Peter M. Florenzano 1 Reputation point
2021-04-01T14:40:22.913+00:00

Hello everyone,

I'm in process of planning out a demo for one of our clients. They are a health care provider with many providers, but for the demo sake, this will be 3 - 4 records per store type, which is BLOB storage, Azure Data Lake and SFTP.

Based on the source data, which resides in Azure SQL Database, provider id and store type, the data will land in one out of three destinations (ADL, BLOB Storage & SFTP Gateway).

I'm not sure how I would go about developing this without separate pipelines.

Any information would be greatly appreciated.

Thank you

Azure Data Factory
Azure Data Factory
An Azure service for ingesting, preparing, and transforming data at scale.
9,599 questions
0 comments No comments
{count} votes

7 answers

Sort by: Most helpful
  1. Peter M. Florenzano 1 Reputation point
    2021-04-02T13:52:54.147+00:00

    @Nandan Hegde That works, thank you very much! The only thing this process needs to do now is create new containers in both the ADL and BLOB destinations for each ProviderID listed within the table for BLOB, the same with ADL and SFTP.

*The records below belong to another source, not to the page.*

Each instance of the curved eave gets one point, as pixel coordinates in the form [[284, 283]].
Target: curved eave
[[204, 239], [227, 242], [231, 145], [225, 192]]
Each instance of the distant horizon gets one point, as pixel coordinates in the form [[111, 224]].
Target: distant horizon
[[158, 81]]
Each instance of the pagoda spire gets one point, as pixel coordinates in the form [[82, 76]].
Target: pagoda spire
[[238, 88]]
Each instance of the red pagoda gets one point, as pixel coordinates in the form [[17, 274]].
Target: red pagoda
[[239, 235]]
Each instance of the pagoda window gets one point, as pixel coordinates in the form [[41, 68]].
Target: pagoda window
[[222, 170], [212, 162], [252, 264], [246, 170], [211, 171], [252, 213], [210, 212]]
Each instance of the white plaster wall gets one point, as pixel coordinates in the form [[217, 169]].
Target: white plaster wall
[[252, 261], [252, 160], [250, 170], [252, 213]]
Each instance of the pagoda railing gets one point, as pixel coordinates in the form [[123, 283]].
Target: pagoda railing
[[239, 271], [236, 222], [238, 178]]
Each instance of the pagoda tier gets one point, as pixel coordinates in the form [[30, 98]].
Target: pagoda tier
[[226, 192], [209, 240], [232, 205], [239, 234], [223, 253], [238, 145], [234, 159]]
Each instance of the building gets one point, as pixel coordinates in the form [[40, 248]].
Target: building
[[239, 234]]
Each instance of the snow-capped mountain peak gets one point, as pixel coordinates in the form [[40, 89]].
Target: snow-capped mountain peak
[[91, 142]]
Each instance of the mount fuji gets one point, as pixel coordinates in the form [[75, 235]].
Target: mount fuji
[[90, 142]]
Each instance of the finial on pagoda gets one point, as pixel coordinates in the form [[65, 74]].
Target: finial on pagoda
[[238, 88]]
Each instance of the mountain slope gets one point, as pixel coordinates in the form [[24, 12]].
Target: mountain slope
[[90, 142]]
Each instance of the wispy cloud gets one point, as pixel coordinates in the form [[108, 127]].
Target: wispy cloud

    What it's currently doing is creating the first ProviderID and copying all the records that equal to BLOB instead of creating a new container for each Provider ID

    84083-adloutput-04022021.png

    I'm sure an adjustment needs to be made on the dataset side.

    Here is a screenshot of how the containers should look with each unique Provider ID

    84111-sampledataset-2.png

    Any help would be greatly appreciated.

    Thanks again


  2. Kiran-MSFT 691 Reputation points Microsoft Employee
    2021-04-05T16:30:50.103+00:00

    Being a data processing problem this is best handled by dataflow. Source and use the split transform to place data into 3 different folders/files in a temporary destination on lake(SFTP is not yet available as a sink in dataflow). Then use a copy activity to write the data to SFTP location.

    I also assume you want this solution to scale. Iterating rows in foreach is not a scalable solution and will work only for small data loads.